IN a recent study researcher Dr Kerry Mills has questioned whether low glycaemic index (GI) diets reduce body weight or markers of blood glucose in children, adolescents or adults.
Dr Mills, who is an adjunct professional associate at the University of Canberra, found that low GI diets are not effective as an intervention for overweight and obese people with diabetes.
The research published in “Obesity Reviews” challenges the theory behind a low GI diet, which, is that if a person eats low GI foods, for example lentils, they feel fuller for longer, do not get hungry as quickly, and therefore do not eat as much.
“To test the hypothesis, we conducted a systematic review and meta-analysis of randomised controlled trials comparing low GI diets with other diet types,” Dr Mills says.

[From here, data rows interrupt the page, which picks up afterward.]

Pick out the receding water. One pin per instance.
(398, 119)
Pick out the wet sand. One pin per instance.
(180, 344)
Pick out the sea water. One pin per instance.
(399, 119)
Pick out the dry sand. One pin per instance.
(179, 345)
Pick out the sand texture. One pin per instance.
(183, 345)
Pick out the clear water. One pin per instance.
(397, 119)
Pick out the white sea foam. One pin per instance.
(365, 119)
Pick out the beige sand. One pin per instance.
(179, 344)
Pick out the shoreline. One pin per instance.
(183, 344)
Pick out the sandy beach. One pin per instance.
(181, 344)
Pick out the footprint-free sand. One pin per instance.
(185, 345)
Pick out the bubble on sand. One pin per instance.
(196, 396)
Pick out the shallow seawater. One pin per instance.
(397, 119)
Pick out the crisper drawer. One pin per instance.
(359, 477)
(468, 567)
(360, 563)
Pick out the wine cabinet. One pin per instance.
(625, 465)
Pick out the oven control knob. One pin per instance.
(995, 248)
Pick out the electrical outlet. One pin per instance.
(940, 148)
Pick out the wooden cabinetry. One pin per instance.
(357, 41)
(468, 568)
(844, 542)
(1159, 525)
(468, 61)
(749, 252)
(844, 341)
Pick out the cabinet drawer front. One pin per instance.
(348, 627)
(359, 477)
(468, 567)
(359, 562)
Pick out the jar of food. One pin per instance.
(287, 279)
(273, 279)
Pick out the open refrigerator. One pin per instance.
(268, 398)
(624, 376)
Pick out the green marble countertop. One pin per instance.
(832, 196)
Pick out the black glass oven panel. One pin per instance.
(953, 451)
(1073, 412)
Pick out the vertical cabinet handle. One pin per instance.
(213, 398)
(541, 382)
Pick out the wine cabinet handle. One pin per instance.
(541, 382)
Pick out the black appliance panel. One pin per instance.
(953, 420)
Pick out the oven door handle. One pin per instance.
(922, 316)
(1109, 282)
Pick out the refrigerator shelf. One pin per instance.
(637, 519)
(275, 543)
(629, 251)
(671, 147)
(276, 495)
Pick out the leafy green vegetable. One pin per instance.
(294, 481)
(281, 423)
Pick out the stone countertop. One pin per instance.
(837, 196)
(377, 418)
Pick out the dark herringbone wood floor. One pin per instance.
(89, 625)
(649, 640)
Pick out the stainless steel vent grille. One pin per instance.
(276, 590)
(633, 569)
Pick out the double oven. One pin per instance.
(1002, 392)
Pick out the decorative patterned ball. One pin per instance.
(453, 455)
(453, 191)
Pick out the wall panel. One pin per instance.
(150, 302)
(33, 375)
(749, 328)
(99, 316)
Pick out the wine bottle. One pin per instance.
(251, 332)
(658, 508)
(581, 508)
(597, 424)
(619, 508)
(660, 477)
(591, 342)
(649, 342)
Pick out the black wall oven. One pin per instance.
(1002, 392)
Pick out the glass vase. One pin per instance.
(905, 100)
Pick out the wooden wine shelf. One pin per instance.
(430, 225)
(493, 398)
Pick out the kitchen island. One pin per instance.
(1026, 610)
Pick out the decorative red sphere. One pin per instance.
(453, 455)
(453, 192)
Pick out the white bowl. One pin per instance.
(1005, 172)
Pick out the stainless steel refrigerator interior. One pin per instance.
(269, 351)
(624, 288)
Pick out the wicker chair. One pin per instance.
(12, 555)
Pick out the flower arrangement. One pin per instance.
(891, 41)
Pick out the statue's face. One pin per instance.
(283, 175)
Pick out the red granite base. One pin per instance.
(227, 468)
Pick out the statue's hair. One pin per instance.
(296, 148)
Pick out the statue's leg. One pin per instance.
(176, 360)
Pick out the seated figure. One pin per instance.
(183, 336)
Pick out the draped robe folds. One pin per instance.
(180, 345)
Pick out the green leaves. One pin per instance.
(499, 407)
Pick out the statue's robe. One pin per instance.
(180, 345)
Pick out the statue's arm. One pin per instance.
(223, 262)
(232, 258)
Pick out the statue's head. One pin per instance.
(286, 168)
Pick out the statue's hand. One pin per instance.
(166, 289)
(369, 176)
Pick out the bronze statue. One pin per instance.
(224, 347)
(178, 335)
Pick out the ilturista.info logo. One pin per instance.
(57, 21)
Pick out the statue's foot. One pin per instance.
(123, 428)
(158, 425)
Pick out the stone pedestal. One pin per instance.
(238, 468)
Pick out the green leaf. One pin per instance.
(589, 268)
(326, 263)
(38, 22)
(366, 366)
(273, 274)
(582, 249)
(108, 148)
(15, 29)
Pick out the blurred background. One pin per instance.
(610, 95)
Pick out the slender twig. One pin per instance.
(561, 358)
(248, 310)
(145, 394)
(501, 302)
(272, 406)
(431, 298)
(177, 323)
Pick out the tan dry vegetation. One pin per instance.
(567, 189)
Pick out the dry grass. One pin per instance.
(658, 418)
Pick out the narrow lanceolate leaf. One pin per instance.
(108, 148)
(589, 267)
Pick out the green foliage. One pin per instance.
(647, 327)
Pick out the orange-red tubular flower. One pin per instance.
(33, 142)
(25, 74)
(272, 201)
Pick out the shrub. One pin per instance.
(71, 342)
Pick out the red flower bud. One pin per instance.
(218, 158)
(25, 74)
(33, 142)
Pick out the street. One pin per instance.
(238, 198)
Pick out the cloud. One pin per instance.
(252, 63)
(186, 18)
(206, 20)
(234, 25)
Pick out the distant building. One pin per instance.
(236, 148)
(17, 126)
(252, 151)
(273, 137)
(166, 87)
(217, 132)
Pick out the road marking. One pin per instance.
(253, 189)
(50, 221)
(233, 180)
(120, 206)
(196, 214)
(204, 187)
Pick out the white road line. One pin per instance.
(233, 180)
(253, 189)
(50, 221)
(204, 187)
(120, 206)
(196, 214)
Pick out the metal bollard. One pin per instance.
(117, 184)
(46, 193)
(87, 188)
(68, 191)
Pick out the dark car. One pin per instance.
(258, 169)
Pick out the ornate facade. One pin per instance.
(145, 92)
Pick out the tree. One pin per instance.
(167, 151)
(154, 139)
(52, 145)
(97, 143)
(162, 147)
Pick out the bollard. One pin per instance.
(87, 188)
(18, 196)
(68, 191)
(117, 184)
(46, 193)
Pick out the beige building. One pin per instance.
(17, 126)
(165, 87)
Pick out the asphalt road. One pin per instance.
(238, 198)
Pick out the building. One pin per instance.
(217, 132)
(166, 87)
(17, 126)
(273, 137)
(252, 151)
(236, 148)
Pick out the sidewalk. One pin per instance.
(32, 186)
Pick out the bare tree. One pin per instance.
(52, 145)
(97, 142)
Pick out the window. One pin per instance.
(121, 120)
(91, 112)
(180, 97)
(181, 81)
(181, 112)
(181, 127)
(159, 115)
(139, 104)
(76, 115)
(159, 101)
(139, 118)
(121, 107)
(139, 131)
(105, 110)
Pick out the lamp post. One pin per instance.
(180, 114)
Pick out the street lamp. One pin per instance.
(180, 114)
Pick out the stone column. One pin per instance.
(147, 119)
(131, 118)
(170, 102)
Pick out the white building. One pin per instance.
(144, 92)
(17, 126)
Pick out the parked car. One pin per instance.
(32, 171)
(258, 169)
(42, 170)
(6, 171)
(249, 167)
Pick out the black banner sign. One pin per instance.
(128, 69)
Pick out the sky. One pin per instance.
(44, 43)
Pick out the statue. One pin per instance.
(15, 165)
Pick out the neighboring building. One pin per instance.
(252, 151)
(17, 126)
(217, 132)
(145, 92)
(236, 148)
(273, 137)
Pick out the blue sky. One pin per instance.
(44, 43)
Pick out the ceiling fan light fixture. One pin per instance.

The analysis included 101 studies involving more than 8500 participants and looked at groups within the overall cohort such as the type of control diet, blood glucose control, baseline body mass index (BMI) and dietary GI.
The study found that a low GI diet had limited effect, except in people with normal blood glucose levels, in whom moderate weight loss was recorded.
“Low GI diets, especially those achieving a substantial decrease in GI, were moderately effective in lowering body weight,” Dr Mills says.
“This suggests, however, that in these studies the participants strictly followed the diet.”
The study showed that low GI diets had no effect on weight loss in those participants who had a compromised insulin system or impaired glucose tolerance, or type 2 diabetes.
Dr Mills says this surprising result may be a consequence of the fact that people with impaired insulin sensitivity continue to feel hungry even when their blood insulin levels are high – a situation that would normally lead to a feeling of satisfied.
“It is clear from the study that a low GI diet is not effective in the case of obesity or overweight where type 2 diabetes is present, drawing the conclusion that it is not an effective solution for weight loss in these patients,” Dr Mills says.
Dr Mills says doctors should consider the presence of diabetes when recommending weight loss programs, and that dietary change should not take place without professional advice.
“At the end of the day, people with overweight or obesity should seek assistance from a registered dietician or general practitioner to ensure healthy weight loss,” she says.